Google’s hefty investment in artificial intelligence and the latest boom in generative AI doesn’t end with its homegrown products. Parent company Alphabet is also putting money to work in the startup world.

Alphabet’s late-stage venture capital arm, CapitalG, told CNBC that it just led a $100 million investment in corporate data firm AlphaSense, valuing the company at $1.8 billion. AlphaSense competes with companies like FactSet and Bloomberg in providing data on businesses that can help inform corporate and investment strategies.

The funding round, announced Tuesday, follows months of increased hype surrounding generative AI, particularly OpenAI’s ChatGPT and other text-generating tools that use large language models, or LLMs, to provide creative and sophisticated answers to user queries. In February, Google introduced a conversational technology called Bard, which will integrate with the company’s dominant search engine and other products.

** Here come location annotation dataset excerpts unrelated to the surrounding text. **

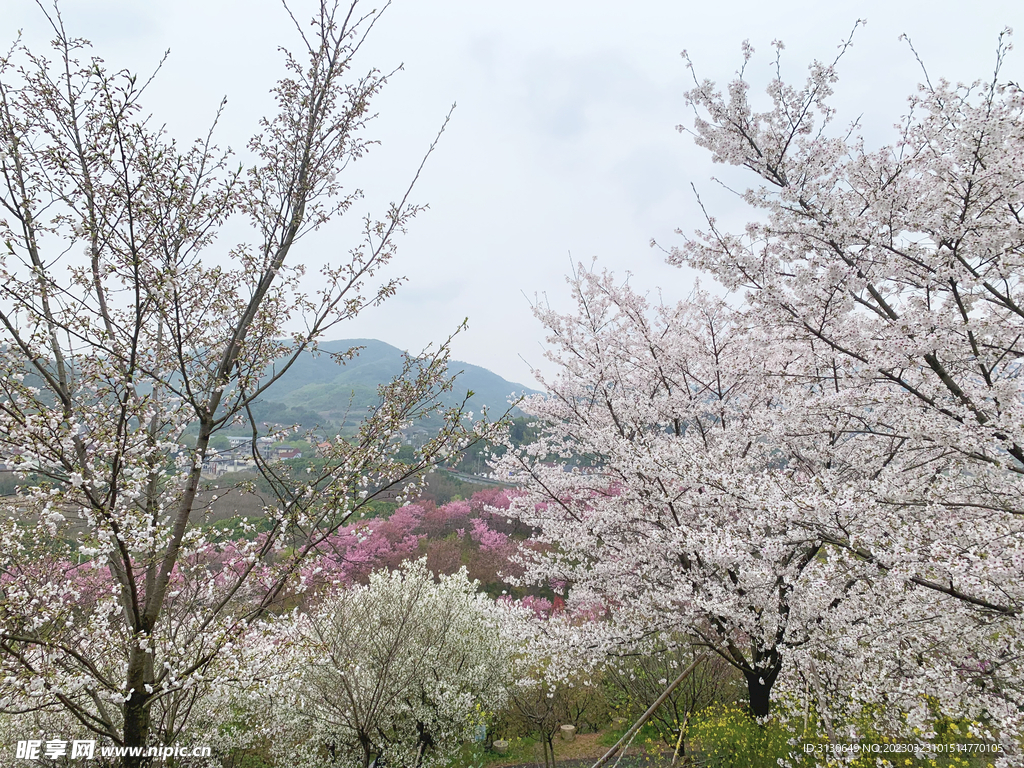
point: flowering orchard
(123, 323)
(819, 478)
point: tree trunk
(759, 683)
(136, 713)
(136, 728)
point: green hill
(320, 389)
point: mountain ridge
(338, 392)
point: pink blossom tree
(125, 322)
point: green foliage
(729, 737)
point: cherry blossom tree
(403, 669)
(820, 479)
(126, 322)
(898, 271)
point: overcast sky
(562, 146)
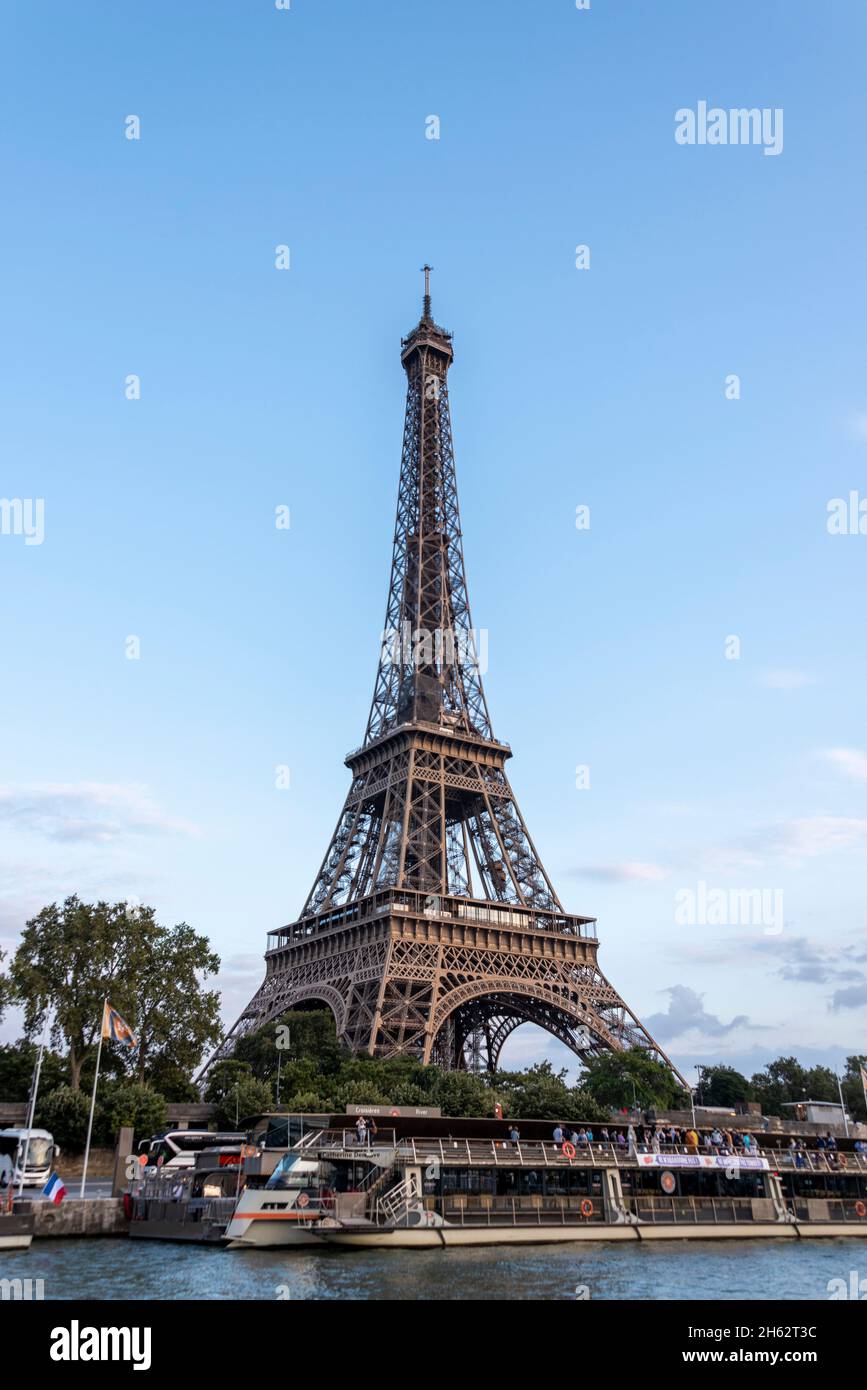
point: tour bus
(32, 1148)
(178, 1148)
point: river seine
(691, 1269)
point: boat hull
(443, 1237)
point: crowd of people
(656, 1139)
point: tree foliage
(75, 955)
(617, 1079)
(723, 1086)
(17, 1065)
(785, 1080)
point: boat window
(39, 1153)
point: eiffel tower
(432, 927)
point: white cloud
(848, 761)
(628, 872)
(687, 1014)
(86, 812)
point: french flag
(54, 1189)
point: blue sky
(606, 387)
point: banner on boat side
(414, 1112)
(700, 1161)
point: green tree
(17, 1064)
(236, 1093)
(614, 1079)
(128, 1102)
(75, 955)
(460, 1093)
(64, 1114)
(541, 1093)
(177, 1019)
(723, 1086)
(309, 1102)
(781, 1082)
(296, 1037)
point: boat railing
(817, 1161)
(548, 1154)
(346, 1141)
(692, 1211)
(814, 1209)
(466, 1209)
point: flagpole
(32, 1107)
(839, 1087)
(99, 1052)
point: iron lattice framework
(432, 926)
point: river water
(671, 1271)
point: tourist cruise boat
(424, 1190)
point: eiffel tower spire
(431, 926)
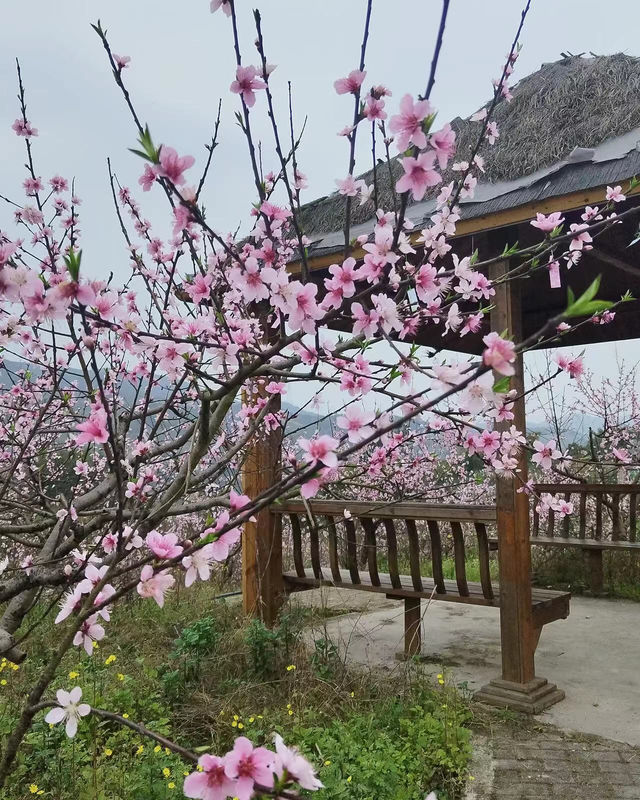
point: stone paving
(523, 762)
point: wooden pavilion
(572, 129)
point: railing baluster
(566, 522)
(315, 549)
(483, 559)
(551, 522)
(392, 551)
(436, 556)
(583, 515)
(414, 554)
(297, 545)
(615, 517)
(370, 544)
(598, 531)
(334, 561)
(458, 554)
(352, 551)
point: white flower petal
(55, 715)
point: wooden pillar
(262, 584)
(518, 687)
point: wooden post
(518, 688)
(262, 584)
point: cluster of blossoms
(247, 769)
(139, 404)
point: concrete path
(594, 655)
(519, 763)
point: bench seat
(584, 544)
(548, 605)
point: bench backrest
(372, 533)
(601, 511)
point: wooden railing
(602, 511)
(353, 547)
(343, 543)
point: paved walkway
(593, 656)
(521, 763)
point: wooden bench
(326, 548)
(607, 520)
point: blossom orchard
(131, 410)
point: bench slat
(586, 544)
(543, 600)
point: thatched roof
(572, 103)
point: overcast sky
(182, 62)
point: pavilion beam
(262, 581)
(518, 688)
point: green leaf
(510, 250)
(149, 151)
(72, 261)
(585, 305)
(502, 385)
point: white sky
(182, 62)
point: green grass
(201, 674)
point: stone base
(529, 698)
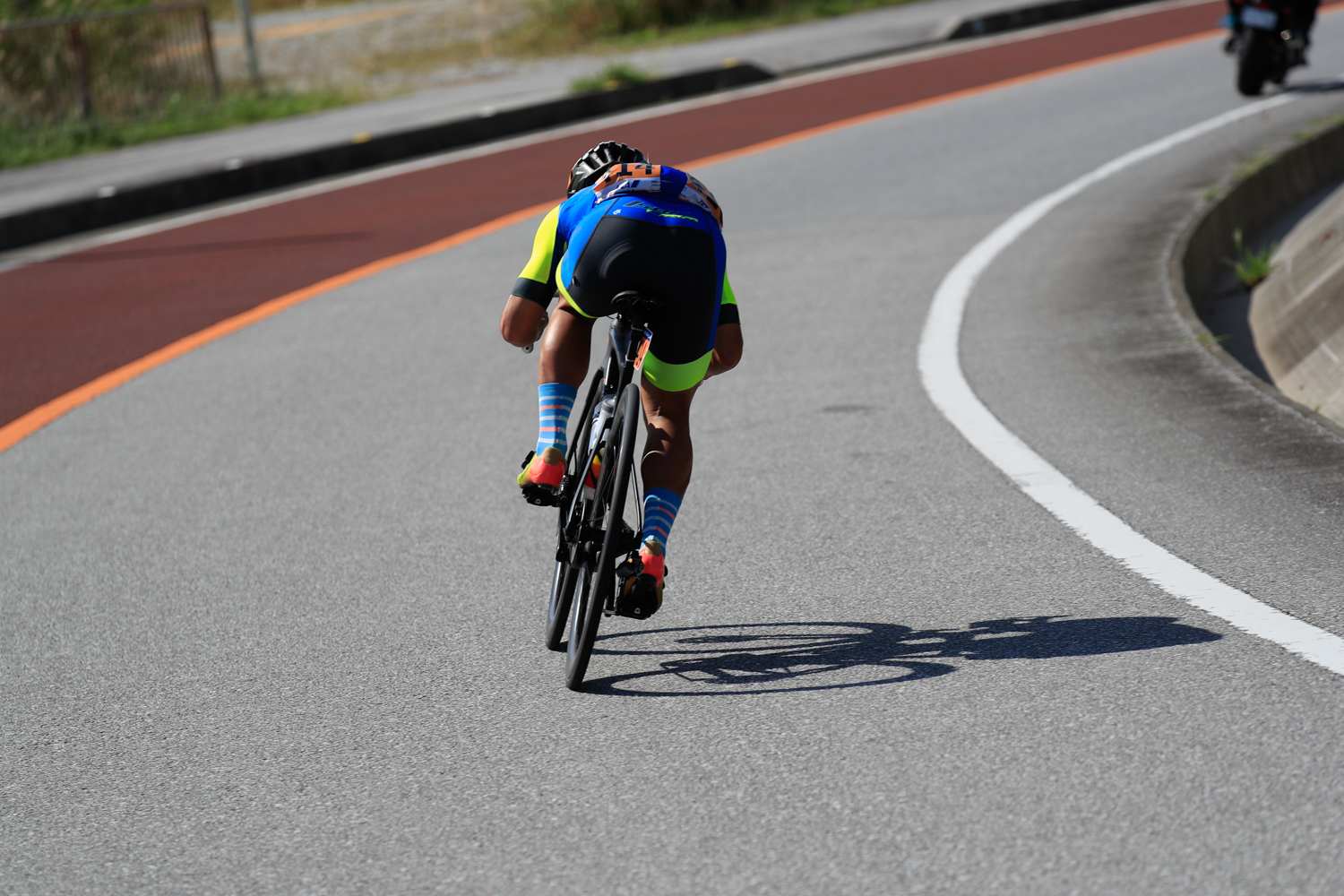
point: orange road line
(24, 426)
(945, 99)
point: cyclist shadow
(774, 657)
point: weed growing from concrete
(1252, 266)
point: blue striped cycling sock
(554, 402)
(660, 509)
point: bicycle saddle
(636, 306)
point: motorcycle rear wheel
(1253, 62)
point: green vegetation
(26, 147)
(1252, 266)
(1253, 166)
(617, 74)
(556, 26)
(1207, 340)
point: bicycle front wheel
(617, 538)
(572, 512)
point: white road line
(940, 370)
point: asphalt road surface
(271, 611)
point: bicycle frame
(591, 530)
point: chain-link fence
(107, 66)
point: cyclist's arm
(728, 341)
(524, 314)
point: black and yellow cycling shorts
(659, 247)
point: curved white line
(940, 370)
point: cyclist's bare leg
(667, 450)
(564, 349)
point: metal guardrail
(117, 65)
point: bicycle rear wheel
(564, 579)
(617, 538)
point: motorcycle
(1266, 45)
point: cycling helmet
(597, 160)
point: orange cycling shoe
(642, 594)
(542, 474)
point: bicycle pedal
(540, 495)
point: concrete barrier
(1297, 312)
(1202, 253)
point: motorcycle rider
(1301, 15)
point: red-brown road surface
(69, 320)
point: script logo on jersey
(642, 177)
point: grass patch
(561, 26)
(1253, 166)
(618, 74)
(1250, 266)
(30, 145)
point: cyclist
(628, 225)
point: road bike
(591, 532)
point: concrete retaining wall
(1297, 314)
(1257, 202)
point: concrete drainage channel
(1287, 188)
(117, 207)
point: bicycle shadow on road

AlphaSense CEO Jack Kokko said AlphaSense is working on a product feature that will automatically summarize financial documents for customers so they can more easily glean key points. Summarization has long been a challenging task for AI software, but has gotten significantly better with the help of LLMs.

Kokko founded AlphaSense in 2011. The latest financing is a flat round following a $225 million investment in June that was led by Goldman Sachs and Viking Global Investors. In that round, the valuation doubled from a 2021 financing that was led by the same investors.

Generative AI wasn’t a talking point in the prior two rounds because the term hadn’t yet jumped into the popular lexicon. In its press release last year, AlphaSense said its platform uses “proprietary search technology” powered by AI and natural language processing to “extract relevant insights from an extensive universe of public and private content.”

Since late 2021, tech funding has dried up alongside a plunge in public company valuations and a freezing of the IPO market. Generative AI has been the one bright spot this year, turning rather frothy in some corners. In March, a 2-year-old pre-revenue startup called Character.AI, which was founded by two former Google employees, raised $150 million at a $1 billion valuation, in a round led by Andreessen Horowitz.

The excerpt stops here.